In 2001, King and colleagues described 2 patients who presented with cognitive impairment (2, 3). The first patient was a 67 year old Caucasian woman with hypertension, dyslipidemia, hypothyroidism and diabetes, who presented with changes in behavioral characterized by mood alterations, lack of interest in routine activities, diminished short term memory (demonstrated on mental status examination), and social impairment. Two months prior to this visit, atorvastatin 10 mg/day was increased to 20 mg/day. The patient had been previously controlled on atorvastatin 10 mg/day without experiencing any adverse events for one year. Atorvastatin was discontinued, but no changes were made to her other concurrent medications, which included levothyroxine, hormone replacement therapy, glyburide and metoprolol. After discontinuation of atorvastatin, the patient reported dramatic improvement in mood, memory and motivation. Repeat mental status examination also demonstrated marked improvement in short term memory. AT 6 months post discontinuation, the patient had experienced no additional impairment.

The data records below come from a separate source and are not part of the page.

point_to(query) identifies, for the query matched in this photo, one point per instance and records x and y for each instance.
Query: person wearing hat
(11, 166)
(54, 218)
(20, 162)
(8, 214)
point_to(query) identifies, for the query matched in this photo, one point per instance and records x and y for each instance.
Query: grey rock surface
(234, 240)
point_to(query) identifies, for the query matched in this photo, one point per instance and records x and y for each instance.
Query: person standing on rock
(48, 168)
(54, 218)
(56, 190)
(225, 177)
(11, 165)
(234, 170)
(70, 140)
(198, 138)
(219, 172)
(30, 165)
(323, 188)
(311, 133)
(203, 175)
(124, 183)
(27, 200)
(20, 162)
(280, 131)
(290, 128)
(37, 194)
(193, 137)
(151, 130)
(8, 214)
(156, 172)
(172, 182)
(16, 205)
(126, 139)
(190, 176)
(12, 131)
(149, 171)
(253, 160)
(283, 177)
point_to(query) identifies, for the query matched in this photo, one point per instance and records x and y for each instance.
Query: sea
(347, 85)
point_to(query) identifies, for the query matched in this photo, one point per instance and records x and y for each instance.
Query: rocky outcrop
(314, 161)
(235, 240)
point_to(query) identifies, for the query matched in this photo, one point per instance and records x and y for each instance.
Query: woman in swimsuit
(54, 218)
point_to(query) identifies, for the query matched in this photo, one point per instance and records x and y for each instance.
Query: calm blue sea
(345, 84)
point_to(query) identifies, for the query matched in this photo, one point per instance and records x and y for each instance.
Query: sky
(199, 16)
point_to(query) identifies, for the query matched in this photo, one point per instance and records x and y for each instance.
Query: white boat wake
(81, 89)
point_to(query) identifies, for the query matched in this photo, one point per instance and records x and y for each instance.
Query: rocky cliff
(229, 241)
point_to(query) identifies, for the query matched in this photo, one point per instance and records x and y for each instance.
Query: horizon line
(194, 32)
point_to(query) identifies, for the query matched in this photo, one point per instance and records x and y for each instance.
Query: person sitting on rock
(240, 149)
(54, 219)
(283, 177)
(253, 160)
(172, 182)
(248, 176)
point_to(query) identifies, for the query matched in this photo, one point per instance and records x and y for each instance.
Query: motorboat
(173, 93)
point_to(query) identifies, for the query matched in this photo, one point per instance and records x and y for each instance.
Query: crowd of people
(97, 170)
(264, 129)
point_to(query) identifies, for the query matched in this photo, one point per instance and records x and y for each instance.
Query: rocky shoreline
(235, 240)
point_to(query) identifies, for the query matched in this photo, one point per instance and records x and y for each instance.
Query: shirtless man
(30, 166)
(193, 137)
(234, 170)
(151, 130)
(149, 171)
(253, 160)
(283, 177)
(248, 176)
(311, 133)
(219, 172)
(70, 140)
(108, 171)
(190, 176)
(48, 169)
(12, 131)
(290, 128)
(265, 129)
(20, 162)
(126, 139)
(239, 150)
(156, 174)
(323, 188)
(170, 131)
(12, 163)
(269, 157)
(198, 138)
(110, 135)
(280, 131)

The second patient (3) was a 68 year old Caucasian woman with hypertension who was being treated long term with lisinopril, estradiol and atenolol. Her initial evaluation revealed uncontrolled hypertension, hyperlipedemia and an intact memory and judgment and insight. As a result, hydroclothiazide and atorvastatin 10 mg/day were added to her current drug regimen. Approximately 9 months after this initial visit, the patient's daughter reported noticeable memory impairment, cognitive decline and behavioral changes. The patient was forgetting scheduled routine social events and appointments and neglecting her longstanding exercise program. The patient discontinued atorvastatin on her own, and cognitive improvement was reported in 1 week.

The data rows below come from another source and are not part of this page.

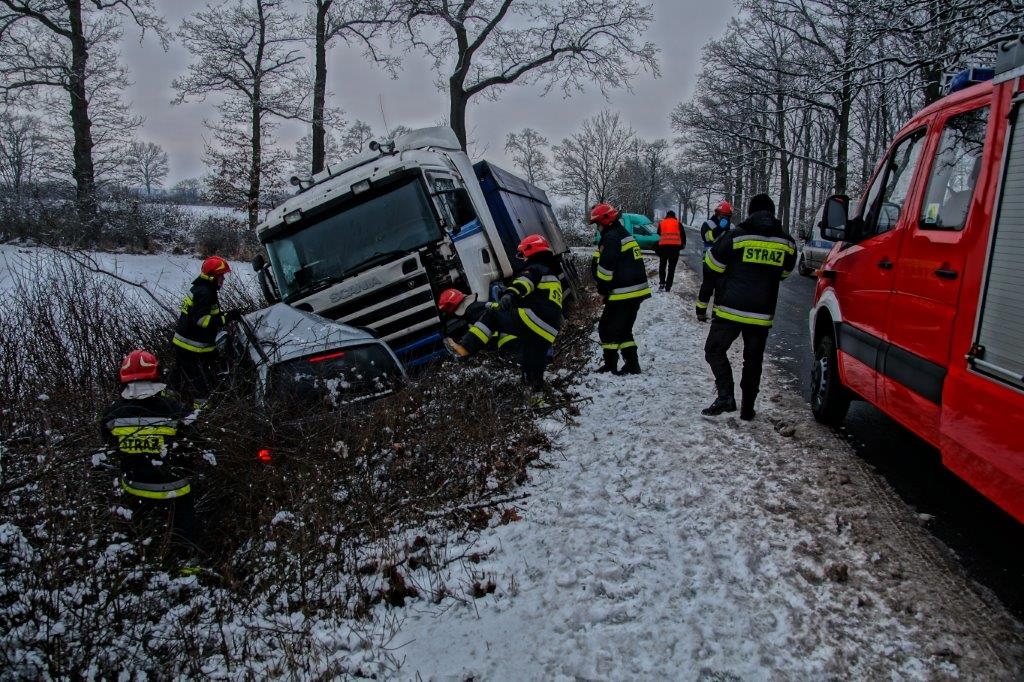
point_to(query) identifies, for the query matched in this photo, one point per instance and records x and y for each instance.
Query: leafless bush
(360, 509)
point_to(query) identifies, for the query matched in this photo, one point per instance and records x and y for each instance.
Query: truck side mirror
(835, 217)
(267, 286)
(462, 207)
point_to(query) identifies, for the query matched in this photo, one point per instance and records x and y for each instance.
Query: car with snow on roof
(305, 359)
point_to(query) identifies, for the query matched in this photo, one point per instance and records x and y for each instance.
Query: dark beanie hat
(761, 203)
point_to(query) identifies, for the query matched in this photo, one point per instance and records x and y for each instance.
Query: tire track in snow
(663, 545)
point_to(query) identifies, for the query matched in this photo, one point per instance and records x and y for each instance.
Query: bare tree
(354, 138)
(589, 161)
(304, 150)
(188, 189)
(22, 143)
(684, 184)
(146, 165)
(352, 22)
(249, 53)
(526, 147)
(481, 46)
(48, 45)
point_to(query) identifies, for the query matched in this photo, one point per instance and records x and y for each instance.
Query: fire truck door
(929, 271)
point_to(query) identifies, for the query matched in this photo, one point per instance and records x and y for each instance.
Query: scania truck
(374, 240)
(920, 305)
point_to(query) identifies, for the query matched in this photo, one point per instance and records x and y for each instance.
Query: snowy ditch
(648, 543)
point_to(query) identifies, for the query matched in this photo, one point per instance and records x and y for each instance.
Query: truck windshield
(376, 226)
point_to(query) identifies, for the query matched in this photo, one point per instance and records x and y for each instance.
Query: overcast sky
(680, 29)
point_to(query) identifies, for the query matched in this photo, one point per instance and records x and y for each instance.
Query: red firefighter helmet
(215, 267)
(450, 300)
(139, 366)
(603, 214)
(532, 245)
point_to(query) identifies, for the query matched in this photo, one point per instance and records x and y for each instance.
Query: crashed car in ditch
(302, 359)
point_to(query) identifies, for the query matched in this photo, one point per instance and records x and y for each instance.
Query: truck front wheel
(829, 398)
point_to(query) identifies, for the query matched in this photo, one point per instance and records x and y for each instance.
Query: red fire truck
(920, 305)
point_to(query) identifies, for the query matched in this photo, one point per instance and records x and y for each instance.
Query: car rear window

One month after resolution of symptoms, the patient was re challenged with atorvastatin; the cognitive impairment returned three weeks later. Atorvastatin was a again discontinued and 1 month later the patient reported improvement in memory. Mental status examination demonstrated a return to baseline. Simvastatin 20 mg/day was initiated and, 7 weeks the patient and her daughter reported a return of the memory impairment and cognitive decline. Three weeks after discontinuing simvastatin, these symptoms resolved.

In 2002, Wagstaff and others from Duke University did a Medwatch survey of cognitive dysfunction associated with the use of statins (4). Only cases in which the statin was considered the primary suspect in causing mental status change were included. During the time frame from November 1997 through 2002, Medwatch received a total of 60 reports of statin associated cognitive adverse events with 23 involving atorvastatin, 36 involving simvastatin and 1 involving pravastatin. The mean daily dose reported for atorvastatin was 25 mg. Analysis of the reports revealed 17 patients experienced short term memory loss, 6 experienced amnesia and 37 had unspecified memory loss.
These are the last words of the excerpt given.